と、中国本土からの留学生のシェレンが台湾からの学生ブランダンに向かって言い放った時、思わず、「日本人は台湾は国だと思っているよ」と言ってしまった96年夏のカリフォルニアの、あの教室の風景が思い起こされる。確かに台湾は今は一地域ではある。だが、経済力は中国本土を越え、GNPは増え続け、順調な輸出は日本についで貿易黒字国である。

この近くて最も親日的な「国」(アジアの他の国、韓国、や中国などなどは、みんな日本の植民地支配時代を蛇蝎の如く嫌い、その時の様々を「謝れ」と言うが、「台湾」は日本に好意的だ)を一度覗いて見たかった。


本来の台湾らしさが残ると言われる台中、台南、を駆け足で廻った。「日月タン」は雲も無く、風もなく、絶好の日和だったが、気温25度、暖かいと言うより暑い、台北はもう少し低いと聞いてホッとする。寒い大阪から着て来たコートが重い。新品のバスは冷房をいれている。道路は予想外に広く、ハイウエイは軍事を考えて、滑走路になるように作ってあるそうだ。

ガイドの簡さんは呆れるほどのスタミナと愛嬌で次々と旅程をこなし、一年半の東京滞在で覚えたという達者な日本語は、その勉強法を教えて欲しい程の立派なもので、日本語の敬語の無意味さや、あいまいさを指摘した上、日本人は日本語を大切にしないで外来語ばかり取り入れた挙句、その外来語も発音が日本語的で世界に通用しない「私は日本の外来語を話すと、舌がヘロヘロになる」と、手厳しい。

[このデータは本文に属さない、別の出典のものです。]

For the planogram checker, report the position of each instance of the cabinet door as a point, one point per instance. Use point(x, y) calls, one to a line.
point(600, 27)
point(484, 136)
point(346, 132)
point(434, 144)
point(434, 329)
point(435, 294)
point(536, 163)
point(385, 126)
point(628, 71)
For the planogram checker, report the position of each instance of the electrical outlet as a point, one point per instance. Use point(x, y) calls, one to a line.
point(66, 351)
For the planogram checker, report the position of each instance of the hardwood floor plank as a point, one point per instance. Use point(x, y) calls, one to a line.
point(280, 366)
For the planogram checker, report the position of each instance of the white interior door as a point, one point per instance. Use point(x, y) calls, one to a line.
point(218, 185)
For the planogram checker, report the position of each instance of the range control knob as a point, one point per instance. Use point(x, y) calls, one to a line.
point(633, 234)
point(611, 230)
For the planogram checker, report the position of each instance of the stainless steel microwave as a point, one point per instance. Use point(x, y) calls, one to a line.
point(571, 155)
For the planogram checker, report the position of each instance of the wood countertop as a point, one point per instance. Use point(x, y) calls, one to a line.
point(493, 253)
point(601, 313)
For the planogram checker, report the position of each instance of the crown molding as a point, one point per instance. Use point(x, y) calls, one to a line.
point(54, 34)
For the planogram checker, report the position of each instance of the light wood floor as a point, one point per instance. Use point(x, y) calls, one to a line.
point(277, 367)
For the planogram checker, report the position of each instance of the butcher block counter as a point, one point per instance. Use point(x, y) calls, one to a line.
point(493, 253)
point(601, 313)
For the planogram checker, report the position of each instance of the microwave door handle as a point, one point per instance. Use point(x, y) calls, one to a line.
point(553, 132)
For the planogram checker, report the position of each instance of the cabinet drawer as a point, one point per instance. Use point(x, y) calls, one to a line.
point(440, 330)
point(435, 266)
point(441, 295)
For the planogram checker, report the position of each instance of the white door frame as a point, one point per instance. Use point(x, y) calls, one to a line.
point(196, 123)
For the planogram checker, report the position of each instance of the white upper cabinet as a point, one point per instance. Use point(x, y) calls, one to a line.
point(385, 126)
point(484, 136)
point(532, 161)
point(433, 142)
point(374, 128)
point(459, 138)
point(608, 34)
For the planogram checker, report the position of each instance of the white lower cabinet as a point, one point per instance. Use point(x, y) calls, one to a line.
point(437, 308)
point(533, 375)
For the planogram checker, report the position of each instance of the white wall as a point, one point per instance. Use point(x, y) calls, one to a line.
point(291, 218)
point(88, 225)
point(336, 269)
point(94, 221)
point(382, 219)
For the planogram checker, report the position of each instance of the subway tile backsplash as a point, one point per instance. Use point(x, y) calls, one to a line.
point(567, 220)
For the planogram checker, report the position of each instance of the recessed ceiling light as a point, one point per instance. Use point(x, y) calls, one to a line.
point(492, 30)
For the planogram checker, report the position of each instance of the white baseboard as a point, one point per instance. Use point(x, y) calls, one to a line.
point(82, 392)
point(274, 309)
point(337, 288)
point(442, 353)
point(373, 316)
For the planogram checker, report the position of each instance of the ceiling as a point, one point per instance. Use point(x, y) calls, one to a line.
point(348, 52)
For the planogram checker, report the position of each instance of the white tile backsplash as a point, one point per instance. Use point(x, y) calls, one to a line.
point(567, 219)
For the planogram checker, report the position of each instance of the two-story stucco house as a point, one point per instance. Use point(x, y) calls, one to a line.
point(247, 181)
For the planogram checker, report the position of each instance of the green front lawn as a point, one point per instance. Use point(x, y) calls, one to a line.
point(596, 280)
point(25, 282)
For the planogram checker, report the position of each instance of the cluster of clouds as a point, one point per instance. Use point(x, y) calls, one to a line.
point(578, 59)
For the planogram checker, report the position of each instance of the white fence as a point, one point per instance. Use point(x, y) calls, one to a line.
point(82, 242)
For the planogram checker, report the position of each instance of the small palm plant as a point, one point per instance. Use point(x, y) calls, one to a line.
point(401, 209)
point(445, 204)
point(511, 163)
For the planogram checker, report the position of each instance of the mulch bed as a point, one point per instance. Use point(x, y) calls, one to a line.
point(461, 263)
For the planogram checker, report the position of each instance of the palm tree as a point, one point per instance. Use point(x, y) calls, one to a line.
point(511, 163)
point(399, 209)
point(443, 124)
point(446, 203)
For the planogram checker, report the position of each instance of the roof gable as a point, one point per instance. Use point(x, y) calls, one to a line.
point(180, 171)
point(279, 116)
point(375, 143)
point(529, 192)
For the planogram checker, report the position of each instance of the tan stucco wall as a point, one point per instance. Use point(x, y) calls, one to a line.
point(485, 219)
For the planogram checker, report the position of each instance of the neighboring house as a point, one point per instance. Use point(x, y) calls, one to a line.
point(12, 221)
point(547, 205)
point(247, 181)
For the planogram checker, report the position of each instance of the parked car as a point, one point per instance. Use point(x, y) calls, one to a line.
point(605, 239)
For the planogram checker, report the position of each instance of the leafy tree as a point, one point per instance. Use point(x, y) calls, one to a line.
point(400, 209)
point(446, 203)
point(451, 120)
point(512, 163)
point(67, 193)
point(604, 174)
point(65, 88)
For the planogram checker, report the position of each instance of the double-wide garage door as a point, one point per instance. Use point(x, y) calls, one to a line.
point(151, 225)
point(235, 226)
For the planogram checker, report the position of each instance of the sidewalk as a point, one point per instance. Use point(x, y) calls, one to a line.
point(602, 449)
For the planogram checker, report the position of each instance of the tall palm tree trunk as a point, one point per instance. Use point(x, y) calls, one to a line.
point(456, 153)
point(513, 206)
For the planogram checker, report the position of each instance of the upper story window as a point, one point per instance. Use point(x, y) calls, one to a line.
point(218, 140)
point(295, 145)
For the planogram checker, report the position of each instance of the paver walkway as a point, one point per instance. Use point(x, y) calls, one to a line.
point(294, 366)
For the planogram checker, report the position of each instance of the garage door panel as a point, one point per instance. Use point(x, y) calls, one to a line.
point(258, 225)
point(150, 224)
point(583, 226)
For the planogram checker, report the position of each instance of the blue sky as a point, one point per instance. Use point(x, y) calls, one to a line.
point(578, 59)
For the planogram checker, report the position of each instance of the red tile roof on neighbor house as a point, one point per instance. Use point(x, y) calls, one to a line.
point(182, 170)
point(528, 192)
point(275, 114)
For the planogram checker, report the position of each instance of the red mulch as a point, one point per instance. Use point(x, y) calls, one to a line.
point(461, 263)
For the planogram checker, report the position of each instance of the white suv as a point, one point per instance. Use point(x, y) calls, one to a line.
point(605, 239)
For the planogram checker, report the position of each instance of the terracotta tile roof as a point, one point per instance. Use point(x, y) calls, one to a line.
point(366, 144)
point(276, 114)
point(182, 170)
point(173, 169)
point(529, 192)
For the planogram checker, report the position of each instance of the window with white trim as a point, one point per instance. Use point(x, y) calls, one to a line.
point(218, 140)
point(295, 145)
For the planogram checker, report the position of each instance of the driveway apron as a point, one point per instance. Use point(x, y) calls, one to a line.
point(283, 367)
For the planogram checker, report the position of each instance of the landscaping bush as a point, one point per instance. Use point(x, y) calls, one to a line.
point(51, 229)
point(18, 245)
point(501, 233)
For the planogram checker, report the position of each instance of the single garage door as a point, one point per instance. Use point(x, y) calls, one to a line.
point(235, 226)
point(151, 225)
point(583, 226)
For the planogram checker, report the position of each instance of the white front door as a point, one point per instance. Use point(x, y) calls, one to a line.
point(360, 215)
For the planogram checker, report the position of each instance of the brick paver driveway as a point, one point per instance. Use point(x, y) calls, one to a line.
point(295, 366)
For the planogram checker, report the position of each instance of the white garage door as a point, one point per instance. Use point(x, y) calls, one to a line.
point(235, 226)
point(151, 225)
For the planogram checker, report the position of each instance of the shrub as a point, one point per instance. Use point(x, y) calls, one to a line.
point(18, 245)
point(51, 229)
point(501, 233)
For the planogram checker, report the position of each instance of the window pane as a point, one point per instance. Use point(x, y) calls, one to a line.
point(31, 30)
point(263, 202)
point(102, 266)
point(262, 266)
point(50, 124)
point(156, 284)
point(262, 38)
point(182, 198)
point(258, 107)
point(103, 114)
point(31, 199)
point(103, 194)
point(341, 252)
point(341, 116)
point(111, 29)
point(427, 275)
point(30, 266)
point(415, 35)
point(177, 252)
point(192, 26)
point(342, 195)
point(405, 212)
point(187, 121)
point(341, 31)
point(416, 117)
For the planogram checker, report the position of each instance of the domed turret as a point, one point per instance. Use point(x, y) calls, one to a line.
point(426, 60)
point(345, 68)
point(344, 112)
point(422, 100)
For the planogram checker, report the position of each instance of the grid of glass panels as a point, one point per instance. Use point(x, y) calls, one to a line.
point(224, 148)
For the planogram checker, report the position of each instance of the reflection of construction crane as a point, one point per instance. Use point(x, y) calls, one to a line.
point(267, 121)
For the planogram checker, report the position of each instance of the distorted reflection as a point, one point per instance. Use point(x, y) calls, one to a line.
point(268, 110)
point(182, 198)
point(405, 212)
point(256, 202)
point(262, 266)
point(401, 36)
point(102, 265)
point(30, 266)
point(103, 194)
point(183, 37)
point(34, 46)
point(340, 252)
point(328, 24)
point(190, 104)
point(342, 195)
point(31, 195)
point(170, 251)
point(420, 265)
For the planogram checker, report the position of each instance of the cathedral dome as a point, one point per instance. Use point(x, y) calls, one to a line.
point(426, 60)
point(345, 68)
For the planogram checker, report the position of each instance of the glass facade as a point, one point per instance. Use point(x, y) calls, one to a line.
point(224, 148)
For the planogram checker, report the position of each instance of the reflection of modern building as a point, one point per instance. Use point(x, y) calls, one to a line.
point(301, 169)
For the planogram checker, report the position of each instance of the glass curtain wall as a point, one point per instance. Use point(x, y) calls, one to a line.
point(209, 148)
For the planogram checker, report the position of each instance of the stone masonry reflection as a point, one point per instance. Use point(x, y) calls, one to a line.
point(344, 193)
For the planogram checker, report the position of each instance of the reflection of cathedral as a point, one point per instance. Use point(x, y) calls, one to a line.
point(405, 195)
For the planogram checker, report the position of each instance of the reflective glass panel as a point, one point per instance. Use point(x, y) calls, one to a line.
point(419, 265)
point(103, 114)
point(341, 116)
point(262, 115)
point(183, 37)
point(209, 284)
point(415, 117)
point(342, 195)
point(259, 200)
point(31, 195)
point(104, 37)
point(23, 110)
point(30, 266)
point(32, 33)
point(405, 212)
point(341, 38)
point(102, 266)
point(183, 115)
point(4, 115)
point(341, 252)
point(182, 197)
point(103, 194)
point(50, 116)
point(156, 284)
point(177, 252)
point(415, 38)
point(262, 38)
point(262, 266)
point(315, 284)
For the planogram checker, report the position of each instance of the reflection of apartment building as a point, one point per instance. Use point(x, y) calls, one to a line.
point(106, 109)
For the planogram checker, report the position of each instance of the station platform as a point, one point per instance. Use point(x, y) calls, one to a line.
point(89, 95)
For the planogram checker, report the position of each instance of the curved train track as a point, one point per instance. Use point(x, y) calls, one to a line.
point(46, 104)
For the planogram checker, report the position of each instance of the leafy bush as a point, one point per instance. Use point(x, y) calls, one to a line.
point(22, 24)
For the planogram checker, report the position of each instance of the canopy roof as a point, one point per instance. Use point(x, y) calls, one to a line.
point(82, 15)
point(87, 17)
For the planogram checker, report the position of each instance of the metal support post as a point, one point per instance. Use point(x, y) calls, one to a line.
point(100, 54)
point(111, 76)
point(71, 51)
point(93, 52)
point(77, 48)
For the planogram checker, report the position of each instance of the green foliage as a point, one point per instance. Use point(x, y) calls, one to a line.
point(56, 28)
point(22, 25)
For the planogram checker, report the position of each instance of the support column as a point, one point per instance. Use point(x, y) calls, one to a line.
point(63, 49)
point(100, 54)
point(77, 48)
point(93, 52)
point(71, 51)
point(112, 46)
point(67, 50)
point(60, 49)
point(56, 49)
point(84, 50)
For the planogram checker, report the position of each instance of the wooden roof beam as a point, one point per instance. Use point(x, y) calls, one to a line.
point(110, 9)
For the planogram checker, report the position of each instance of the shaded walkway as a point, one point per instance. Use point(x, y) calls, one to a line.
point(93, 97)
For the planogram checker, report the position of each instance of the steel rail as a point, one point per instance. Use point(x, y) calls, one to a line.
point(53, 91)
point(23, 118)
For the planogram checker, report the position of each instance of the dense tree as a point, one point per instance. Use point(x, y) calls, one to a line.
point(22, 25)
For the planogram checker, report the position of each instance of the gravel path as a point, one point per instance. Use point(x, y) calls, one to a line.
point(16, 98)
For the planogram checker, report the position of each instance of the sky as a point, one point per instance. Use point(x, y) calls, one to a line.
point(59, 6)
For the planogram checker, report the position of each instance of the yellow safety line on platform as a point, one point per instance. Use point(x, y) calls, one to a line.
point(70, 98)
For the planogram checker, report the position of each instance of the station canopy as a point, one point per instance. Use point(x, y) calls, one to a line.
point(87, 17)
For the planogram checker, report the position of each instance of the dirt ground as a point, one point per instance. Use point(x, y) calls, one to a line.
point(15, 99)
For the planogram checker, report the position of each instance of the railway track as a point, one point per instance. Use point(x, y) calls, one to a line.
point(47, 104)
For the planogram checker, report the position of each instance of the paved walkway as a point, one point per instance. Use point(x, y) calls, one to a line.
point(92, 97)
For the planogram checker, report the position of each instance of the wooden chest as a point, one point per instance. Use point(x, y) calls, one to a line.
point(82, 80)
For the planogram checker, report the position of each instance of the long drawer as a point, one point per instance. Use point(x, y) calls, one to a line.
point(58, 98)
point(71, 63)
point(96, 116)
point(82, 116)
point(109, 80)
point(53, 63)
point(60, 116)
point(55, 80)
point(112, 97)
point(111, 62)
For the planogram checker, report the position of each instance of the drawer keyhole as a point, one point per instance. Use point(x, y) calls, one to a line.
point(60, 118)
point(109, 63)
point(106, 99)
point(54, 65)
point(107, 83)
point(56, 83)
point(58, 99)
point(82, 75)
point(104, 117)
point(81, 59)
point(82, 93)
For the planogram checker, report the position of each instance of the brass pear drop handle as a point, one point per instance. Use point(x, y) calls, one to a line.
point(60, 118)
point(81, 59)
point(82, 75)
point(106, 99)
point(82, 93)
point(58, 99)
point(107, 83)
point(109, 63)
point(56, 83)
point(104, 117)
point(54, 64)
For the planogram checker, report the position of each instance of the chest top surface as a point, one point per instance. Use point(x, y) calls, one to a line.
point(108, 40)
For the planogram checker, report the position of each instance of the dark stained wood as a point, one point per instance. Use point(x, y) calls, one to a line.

夜は屋台の見学!?商店街は活気に溢れ、遅く迄明かるく、屋台には見た事も無い食べ物が所狭しと並んで、大声の北京語が飛び交う、「釈迦頭」と言うお釈迦様の頭そっくりの果物や、マンゴスチンなどのトロピカルフルーツ、蛙や臓物もある。それはそれは雑多だ。マンゴスチンは見た目とは違い、割ると白い果肉がチョコンと現れて、甘く南の味がした。

街には「汽車」という看板が多く、これは「自動車」の事、本来の汽車は「火車」と聞いて納得がいく。「麦当労」(もっと古い漢字があててあった)はマクドナルドの事だそうな。看板の漢字を読んで居ると面白くて、時間があっという間に経って飽きない。

一月一日は日本のお正月とて、初詣に行った。(台湾のお正月は旧暦の二月)お寺には信仰心の厚い人々がお線香を何度も上げ下げして真剣に祈っていた。日本の遊び半分の初詣風景とはちょっと違った真剣さが感じられる。寛容な国柄そのままに、神様も仏様も渾然一体に祭られると聞いた。浅草の浅草寺の参道のように、お店が並んで様々な物を売っている、「小豆」が目についたので聞いてみたら、1kgほどで、たったの100元、400円たらずである。思わず買い込んでしまう。(帰国しておぜんざいにしたら、小粒ながら美味しく、日本の物と変わらない)生活必需品は安くするのが台湾政府のやり方・・とはガイドさんの弁。日本は反対やなぁ・・お米は高いし、野菜も高い、勿論小豆などは高い、高い。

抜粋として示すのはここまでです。